Picture graduating from college and landing a job that offers a good salary, health benefits, retirement package — and your employer will help pay off your student loans.
More and more companies are jumping on the bandwagon, sponsoring benefit programs to repay their employees’ student loans. The benefits are clear on both ends: Employers get the leverage they need to attract and retain millennial talent, and new hires find professional advancement and help on their student debt.
But there is one drawback — job-sponsored student loan reimbursement is not tax-free. Like your paycheck, it’s counted as income and subject to income tax.
Does this mean that accepting student loan help isn’t worth it? Not necessarily. Offsetting the tax burden may be possible with smart student loan decisions, and some proposed Congressional legislation may eventually make employer-sponsored student loan payments tax-free.
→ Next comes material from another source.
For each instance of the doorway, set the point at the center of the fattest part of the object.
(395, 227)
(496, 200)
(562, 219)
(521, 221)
How job-sponsored student loan payments work
Companies generally allocate a certain amount of money from their budgets for employees with student loans. We’ve previously mentioned some high-profile organizations who offer student loan payoff benefits. Here are other examples of companies that pay off student loans.
- Fidelity Investments offers a $2,000 reimbursement package distributed over five years to employees who pass the 6-month mark at the firm.
- Education-based Chegg disburses up to $1,000 in student loan repayment annually to all its employees.
- PricewaterhouseCoopers’ student loan plan gives employees the chance to receive up to $10,000 over six years to pay off their debt, up from $7,200.
- Global asset management company Natixis offers workers employed for more than five years $5,000 applied to their student loan debt, with an extra $1,000 annually for the following five years.
- Aetna will start providing a $2,000 annual match for employee student loan payments, maxing out the benefit at $10,000.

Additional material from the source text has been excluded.